Heat pumps are portrayed generally positively in Germany’s media landscape, according to new research, but have experienced periods of negative coverage over the past few years.
The research paper “Tracking the public perception of heat pumps: A sentiment analysis of German news articles,” available in the journal Energy and Buildings, explains that heat pumps have struggled to gain legitimacy in parts of the German public, with adoption remaining relatively low compared to other countries.
It says challenges impacting uptake were pronounced during public debates in early 2023 concerning Germany’s Gebäudeenergiegesetz (GEG), or heating law, a move designed to accelerate heat pump installations but which faced resistance from the public.
Researchers Sebastian Losacker and Lukas Kriesch, from the Justus Liebig University Giessen, used natural language processing techniques to analyze a dataset totaling 33,131 German news articles on heat pumps published between 2018 and 2023. This analysis allowed them to explore how residential heat pumps are framed in German public discourse and how major events, including debates around the GEG, relate to shifts in perception.
Their findings highlight that overall, heat pumps have enjoyed a generally more positive sentiment than the broader news landscape, indicating a positive portrayal. However, two significant decreases in mean sentiment were recorded, one following the cut in Russian gas supply during the summer of 2022 and a more drastic drop in early 2023 related to the heating law debate, when sentiment scores fell into the negative spectrum.
Losacker explained to pv magazine sentiment remained very negative for a few weeks. “During this period, most articles also focused on the heating law debate, and the overall number of articles increased sharply,” Losacker said.

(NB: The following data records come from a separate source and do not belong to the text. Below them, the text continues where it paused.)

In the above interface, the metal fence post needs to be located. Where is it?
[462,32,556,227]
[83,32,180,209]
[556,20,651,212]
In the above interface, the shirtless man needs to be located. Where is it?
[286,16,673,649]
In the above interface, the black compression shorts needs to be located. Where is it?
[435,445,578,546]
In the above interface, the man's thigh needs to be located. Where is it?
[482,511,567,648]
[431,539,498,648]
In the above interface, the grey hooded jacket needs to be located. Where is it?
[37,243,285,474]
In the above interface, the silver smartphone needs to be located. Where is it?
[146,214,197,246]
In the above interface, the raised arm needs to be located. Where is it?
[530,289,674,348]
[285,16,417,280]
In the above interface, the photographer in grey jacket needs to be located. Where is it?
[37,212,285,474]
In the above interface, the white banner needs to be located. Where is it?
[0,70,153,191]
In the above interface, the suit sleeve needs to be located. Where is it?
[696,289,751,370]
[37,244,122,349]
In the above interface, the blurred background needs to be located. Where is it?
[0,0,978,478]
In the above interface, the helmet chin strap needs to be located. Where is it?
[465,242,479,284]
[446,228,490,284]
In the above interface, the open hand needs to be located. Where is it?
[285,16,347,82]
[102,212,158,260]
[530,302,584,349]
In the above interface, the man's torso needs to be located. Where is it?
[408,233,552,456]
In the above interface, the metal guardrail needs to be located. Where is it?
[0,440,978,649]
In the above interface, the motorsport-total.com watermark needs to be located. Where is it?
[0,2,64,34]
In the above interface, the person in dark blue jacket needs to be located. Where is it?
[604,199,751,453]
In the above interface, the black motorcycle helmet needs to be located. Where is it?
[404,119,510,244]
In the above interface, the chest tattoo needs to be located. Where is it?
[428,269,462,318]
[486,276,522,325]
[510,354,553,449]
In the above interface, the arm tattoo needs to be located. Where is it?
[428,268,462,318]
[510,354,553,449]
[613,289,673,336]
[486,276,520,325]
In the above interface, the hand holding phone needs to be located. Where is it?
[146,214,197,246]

He also stressed that the analysis helped to obtain a broader picture of how heat pumps were discussed in the mainstream media, rather than a measure of direct acceptance. “We therefore see this more as a proxy for public discourse than for individual acceptance,” he explained. “This is an important distinction when trying to understand the societal dimensions of the clean energy transition.”
Losacker added that one important takeaway from the research was that discourse is volatile and can change drastically in response to exogenous events.
“These may be political, but they may also be economic. Think, for example, of how the German PV industry lost its competitive advantage in the late 2000s due to increased competition from China. This likely also translated into more negative sentiment in PV-related news coverage at the time,” he said.
Losacker also pointed out that sentiment in heat pump-related articles improved once the heating law debate cooled down. “I think this may also translate into greater individual acceptance,” he continued. “As fossil energy becomes more expensive over time, and as awareness of the benefits of heat pumps continues to grow, I would expect acceptance of heat pumps to increase in the medium to long term. At the same time, the energy transition is a complex process, and developments are difficult to predict with certainty.”
Regression results featured in the paper highlight that sentiment values varied significantly across topics, with articles on the heating law debate, rising heat costs and heat pump thefts showing more negative sentiments and articles on district heating planning and heat pump adoptions receiving a more positive tone.
“From a practical perspective, our results underline that the public framing of heat pumps is neither uniform nor stable. It differs strongly by topic and can shift quickly in response to major policy debates and energy-related events,” the research paper states. “This suggests that policymakers and practitioners should not only focus on deployment targets and subsidy design, but also pay close attention to how policy changes are communicated and contested in the public sphere.”
In the research paper’s conclusion, Losacker and Kriesch add that their study demonstrates the value of scalable, text-as-data approaches for monitoring acceptance-relevant discourse around green technologies. “In principle, the analysis could be repeated for other clean energy technologies, such as PV, wind energy, or more niche technologies like carbon capture,” Losacker told pv magazine. “If we looked at another technology, the findings would probably be quite different, both in terms of sentiment dynamics and dominant topics.”
Losacker referred to the energy transition as a highly politicised topic strongly shaped by ideology, both among those who support heat pumps and those who try to block their adoption. “If we look at the technical facts, the ideological positions of those opposing the transition to heat pumps are often less well informed and do not adequately reflect the actual benefits of the technology,” he said. “But again, technology is always socially constructed. This means that, as a society, to understand the energy transition, we cannot completely separate a technology from its societal embeddedness.”